L’avis de l’expert mardi20 novembre 2012
Prendre des décisions complexes avec 25 centimes
Par Jean-Louis Arcand
Dépenser ou épargner, investir, s’assurer, voilà des opérations qui semblent réservées aux
habitants des pays riches. Or les plus démunis des pays en voie de développement sont aux
prises, chaque jour, avec des dilemmes financiers. Et il est crucial de mieux les comprendre,
estime Jean-Louis Arcand, professeur à l’IHEID
Comment les individus décident-ils ce qu’ils doivent consommer dans l’immédiat et ce qui doit
être épargné? Qu’est-ce qui détermine la quantité d’argent qu’une personne peut emprunter pour
financer un nouveau projet d’investissement? Pourquoi les individus ne se dotent-ils pas d’une
assurance suffisante alors qu’ils s’en porteraient à l’évidence mieux? Ces questions semblent
familières et caractéristiques de nos confortables vies quotidiennes d’habitants de pays riches.

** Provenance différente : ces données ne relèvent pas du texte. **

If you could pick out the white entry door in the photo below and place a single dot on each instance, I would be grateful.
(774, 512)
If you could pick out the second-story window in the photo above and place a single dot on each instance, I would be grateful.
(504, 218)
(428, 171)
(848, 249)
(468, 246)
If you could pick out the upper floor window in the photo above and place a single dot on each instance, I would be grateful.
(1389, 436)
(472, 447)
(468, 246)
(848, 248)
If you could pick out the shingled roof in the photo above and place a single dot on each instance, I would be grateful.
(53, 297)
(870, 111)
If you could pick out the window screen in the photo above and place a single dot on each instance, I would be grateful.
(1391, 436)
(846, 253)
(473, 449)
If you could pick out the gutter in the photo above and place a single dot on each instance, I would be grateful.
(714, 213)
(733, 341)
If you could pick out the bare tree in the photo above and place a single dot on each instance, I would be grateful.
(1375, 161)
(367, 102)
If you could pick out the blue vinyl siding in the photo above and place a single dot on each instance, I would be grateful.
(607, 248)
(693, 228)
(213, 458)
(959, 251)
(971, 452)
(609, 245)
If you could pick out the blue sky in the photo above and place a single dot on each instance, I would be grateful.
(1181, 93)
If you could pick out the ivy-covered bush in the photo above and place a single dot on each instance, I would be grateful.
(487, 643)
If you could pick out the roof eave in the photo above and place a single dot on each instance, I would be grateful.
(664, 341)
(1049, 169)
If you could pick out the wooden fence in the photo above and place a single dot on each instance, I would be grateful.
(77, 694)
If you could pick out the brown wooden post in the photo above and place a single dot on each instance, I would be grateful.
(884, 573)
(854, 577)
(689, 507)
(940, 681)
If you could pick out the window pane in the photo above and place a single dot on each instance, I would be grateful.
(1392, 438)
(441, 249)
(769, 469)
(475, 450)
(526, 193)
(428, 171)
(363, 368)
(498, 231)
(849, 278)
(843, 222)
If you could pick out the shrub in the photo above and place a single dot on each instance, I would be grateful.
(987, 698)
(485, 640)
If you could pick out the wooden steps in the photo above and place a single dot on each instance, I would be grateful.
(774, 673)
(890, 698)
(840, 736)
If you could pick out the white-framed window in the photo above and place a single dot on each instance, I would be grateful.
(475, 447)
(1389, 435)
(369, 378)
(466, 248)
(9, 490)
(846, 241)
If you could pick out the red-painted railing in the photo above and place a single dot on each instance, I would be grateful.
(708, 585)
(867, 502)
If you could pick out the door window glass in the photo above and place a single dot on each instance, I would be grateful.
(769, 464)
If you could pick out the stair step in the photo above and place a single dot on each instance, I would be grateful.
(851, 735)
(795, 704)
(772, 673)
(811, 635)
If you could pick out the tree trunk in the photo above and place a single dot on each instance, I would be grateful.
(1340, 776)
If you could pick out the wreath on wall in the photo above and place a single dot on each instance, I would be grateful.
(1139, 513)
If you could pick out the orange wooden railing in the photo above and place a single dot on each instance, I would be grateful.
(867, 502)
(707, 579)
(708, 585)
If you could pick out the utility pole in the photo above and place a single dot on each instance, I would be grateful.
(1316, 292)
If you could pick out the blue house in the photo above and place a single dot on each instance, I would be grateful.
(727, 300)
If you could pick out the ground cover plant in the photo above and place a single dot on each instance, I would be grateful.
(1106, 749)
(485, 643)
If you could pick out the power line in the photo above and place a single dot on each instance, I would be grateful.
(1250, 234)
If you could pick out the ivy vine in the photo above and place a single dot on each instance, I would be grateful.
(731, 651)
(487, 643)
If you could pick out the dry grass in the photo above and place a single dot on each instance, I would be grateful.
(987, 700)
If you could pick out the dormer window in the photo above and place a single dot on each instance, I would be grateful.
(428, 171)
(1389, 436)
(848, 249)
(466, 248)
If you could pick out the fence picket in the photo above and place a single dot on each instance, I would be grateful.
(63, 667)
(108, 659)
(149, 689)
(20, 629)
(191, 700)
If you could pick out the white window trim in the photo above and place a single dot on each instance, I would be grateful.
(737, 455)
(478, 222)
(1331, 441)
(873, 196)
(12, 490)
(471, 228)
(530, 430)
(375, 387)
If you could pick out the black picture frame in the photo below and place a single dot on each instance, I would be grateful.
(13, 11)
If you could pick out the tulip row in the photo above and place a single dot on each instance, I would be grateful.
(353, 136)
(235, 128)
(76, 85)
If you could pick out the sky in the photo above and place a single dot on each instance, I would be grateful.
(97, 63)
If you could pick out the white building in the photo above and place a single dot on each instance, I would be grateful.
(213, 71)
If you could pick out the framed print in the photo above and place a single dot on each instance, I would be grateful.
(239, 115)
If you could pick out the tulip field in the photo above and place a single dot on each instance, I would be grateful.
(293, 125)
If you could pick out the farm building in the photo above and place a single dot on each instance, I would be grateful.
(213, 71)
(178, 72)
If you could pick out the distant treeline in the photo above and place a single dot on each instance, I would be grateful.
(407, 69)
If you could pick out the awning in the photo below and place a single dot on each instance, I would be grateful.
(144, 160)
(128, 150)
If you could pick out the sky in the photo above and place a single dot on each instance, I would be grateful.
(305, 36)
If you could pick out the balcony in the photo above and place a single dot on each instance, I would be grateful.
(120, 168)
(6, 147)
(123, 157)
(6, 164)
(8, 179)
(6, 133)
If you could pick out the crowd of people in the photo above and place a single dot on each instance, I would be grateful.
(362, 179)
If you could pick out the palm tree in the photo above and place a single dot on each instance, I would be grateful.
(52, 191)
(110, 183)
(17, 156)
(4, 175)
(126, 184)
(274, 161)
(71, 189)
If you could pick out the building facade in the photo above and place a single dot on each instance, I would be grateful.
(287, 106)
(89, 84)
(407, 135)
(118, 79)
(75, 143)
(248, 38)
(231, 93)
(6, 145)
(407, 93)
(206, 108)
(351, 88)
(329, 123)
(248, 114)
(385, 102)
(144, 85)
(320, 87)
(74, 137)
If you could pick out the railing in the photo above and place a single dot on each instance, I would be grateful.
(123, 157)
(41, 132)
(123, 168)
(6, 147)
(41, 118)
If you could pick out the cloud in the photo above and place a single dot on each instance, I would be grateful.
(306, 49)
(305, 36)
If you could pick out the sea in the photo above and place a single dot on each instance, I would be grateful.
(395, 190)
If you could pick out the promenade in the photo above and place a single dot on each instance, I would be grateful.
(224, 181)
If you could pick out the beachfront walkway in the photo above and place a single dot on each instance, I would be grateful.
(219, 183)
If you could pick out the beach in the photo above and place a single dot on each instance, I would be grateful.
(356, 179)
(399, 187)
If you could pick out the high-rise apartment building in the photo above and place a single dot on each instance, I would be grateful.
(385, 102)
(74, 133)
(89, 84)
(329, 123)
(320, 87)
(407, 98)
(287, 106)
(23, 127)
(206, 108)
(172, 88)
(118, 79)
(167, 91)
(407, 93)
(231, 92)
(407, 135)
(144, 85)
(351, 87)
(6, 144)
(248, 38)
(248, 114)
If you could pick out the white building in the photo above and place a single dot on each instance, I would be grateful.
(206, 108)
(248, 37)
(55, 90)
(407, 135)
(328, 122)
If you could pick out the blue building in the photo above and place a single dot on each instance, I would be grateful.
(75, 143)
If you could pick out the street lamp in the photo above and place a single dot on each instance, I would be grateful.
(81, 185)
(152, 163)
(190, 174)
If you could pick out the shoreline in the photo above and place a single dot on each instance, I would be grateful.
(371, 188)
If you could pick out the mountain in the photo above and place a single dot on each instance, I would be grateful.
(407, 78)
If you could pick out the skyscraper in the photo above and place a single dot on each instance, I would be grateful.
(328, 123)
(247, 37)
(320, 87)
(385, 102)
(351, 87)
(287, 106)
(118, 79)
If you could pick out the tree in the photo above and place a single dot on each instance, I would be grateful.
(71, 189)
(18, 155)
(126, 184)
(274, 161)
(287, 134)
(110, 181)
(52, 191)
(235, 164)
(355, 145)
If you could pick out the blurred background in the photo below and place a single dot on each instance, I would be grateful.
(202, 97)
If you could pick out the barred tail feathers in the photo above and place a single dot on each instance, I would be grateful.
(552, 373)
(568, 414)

Elles font penser aux questions financières que traiterait le Financial Times; au genre de
questions qu’abordent quotidiennement dans leurs cours et recherches les économistes
universitaires orthodoxes spécialisés dans les pays de l’OCDE. Si c’est ce que vous pensez, vous
auriez raison. Mais réfléchissez-y à deux fois.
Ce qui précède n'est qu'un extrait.